Herausforderungen und Chancen für die Zukunft
Das Angebot von Aktien und Derivaten außerhalb traditioneller Börsen bringt erhebliche operative und regulatorische Herausforderungen mit sich. Settlement-Risiken und internationale Regulierung erfordern strikte Compliance und robuste Sicherheitsmaßnahmen. KuCoin-CEO BC Wong betont, dass Anleger ohne diese Absicherungen nicht dieselben Rechte und denselben Schutz genießen wie bei klassischen Brokern.

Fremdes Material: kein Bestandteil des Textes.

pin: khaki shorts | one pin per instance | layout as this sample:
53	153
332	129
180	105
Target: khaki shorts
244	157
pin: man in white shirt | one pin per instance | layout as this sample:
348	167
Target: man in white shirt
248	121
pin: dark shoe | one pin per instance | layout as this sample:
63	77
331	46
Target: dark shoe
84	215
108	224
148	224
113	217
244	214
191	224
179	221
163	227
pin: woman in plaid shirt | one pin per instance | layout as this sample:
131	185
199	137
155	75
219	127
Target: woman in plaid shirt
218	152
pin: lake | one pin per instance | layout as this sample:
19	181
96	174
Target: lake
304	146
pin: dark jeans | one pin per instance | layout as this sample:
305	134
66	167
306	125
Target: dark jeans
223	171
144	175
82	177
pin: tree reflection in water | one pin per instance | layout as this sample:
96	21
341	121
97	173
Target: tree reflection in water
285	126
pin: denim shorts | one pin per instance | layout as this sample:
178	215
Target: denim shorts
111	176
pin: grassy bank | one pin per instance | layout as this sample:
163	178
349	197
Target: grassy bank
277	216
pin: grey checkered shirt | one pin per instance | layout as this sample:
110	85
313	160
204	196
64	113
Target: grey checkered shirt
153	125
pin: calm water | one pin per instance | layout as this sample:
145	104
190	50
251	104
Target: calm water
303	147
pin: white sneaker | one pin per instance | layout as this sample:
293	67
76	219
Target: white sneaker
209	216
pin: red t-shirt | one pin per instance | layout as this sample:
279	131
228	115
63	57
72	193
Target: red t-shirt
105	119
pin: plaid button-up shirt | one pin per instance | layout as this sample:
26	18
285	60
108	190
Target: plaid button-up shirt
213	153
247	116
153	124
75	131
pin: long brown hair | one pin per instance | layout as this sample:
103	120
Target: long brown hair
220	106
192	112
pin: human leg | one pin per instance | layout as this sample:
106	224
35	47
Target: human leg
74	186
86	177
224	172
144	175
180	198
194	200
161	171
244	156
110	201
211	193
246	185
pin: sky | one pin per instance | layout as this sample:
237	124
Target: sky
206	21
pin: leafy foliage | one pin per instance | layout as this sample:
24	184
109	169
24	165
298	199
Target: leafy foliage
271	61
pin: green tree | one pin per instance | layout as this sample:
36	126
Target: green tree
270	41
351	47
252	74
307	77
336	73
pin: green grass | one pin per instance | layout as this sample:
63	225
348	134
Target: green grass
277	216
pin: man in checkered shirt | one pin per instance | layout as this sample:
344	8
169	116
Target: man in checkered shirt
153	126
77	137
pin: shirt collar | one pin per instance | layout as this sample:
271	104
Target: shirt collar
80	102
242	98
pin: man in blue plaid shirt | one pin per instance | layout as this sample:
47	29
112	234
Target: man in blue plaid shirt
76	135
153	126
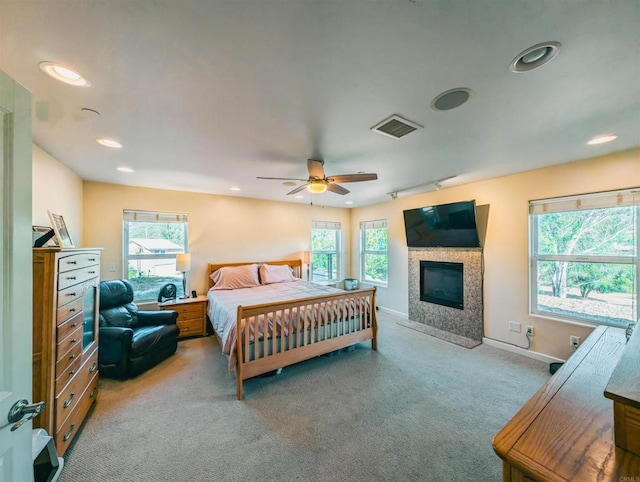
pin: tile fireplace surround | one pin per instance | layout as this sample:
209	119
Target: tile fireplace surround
463	327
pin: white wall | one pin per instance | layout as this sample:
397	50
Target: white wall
506	269
221	228
58	189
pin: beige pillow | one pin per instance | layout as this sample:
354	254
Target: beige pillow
233	277
272	273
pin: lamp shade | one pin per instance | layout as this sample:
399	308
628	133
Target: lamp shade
183	262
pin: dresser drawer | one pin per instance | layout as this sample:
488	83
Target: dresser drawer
190	327
65	374
74	338
192	310
72	278
75	261
68	310
65	329
69	397
69	428
69	295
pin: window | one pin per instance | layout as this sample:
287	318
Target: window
584	257
151	242
373	252
325	251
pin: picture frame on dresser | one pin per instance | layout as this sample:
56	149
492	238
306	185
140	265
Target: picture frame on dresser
62	235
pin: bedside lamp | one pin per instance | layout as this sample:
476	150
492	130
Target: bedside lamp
183	263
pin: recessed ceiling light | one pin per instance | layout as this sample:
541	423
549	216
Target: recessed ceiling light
105	141
602	139
534	57
64	74
451	99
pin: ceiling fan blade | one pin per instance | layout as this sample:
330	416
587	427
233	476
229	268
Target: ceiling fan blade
336	188
297	190
282	178
353	177
315	168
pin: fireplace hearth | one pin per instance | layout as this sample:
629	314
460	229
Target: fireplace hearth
445	293
442	283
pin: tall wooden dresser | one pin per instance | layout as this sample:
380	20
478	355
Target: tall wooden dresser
66	290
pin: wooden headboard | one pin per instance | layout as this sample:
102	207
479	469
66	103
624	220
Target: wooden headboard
295	264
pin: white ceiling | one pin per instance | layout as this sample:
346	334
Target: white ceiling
207	95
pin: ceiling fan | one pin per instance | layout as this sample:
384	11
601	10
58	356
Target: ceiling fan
318	182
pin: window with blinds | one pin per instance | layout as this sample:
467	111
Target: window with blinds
584	257
151	242
325	251
373	252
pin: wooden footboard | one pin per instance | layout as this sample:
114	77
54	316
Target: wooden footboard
296	330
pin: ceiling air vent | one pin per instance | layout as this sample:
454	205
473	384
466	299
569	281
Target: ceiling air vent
396	127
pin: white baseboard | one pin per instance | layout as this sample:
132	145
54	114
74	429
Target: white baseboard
521	351
404	316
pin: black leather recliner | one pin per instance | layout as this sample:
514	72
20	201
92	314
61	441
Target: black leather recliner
131	341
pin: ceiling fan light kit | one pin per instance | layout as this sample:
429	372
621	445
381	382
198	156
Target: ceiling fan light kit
318	182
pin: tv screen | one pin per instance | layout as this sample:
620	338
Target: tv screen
443	226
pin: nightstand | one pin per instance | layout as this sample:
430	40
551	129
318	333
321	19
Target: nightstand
192	315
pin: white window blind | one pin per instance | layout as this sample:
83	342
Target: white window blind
153	217
626	197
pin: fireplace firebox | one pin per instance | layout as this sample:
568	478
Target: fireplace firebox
442	283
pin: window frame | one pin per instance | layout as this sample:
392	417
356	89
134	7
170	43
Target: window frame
602	200
327	225
364	226
160	217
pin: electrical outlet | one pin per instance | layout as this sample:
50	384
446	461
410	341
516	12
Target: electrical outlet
514	326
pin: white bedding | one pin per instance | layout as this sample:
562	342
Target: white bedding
223	304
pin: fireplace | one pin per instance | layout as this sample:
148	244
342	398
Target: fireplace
441	283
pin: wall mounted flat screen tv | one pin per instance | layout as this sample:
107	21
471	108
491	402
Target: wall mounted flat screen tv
443	226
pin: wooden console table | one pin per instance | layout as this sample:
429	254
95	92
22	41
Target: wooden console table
565	432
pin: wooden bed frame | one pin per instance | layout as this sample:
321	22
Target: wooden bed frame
349	318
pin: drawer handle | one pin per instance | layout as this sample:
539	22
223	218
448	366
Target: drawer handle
68	402
67	435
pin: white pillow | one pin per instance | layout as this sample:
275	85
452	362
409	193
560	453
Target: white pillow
273	273
233	277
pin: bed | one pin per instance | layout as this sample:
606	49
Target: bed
266	317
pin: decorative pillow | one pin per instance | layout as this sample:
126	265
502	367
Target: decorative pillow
233	277
274	273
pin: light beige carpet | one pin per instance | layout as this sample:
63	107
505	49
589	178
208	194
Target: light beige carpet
418	409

Trotzdem bietet diese Annäherung Chancen, Kapitalströme in Marktschwächephasen besser zu steuern und ein breiteres Spektrum an Assets nahtlos anzubieten.
Diese Entwicklung könnte auch für europäische Krypto-Nutzer relevant sein, weil sie auf eine stärkere Integration von traditionellen und digitalen Märkten hindeutet. Europäische Händler könnten dadurch Zugang zu einem breiteren Angebot an Finanzprodukten innerhalb einer Plattform bekommen, was die Handelsmöglichkeiten und die Flexibilität erhöhen kann. Das passt zum weltweiten Trend, dass Finanzinstitute und Krypto-Plattformen immer enger zusammenarbeiten, um den sich wandelnden Bedürfnissen der Nutzer gerecht zu werden.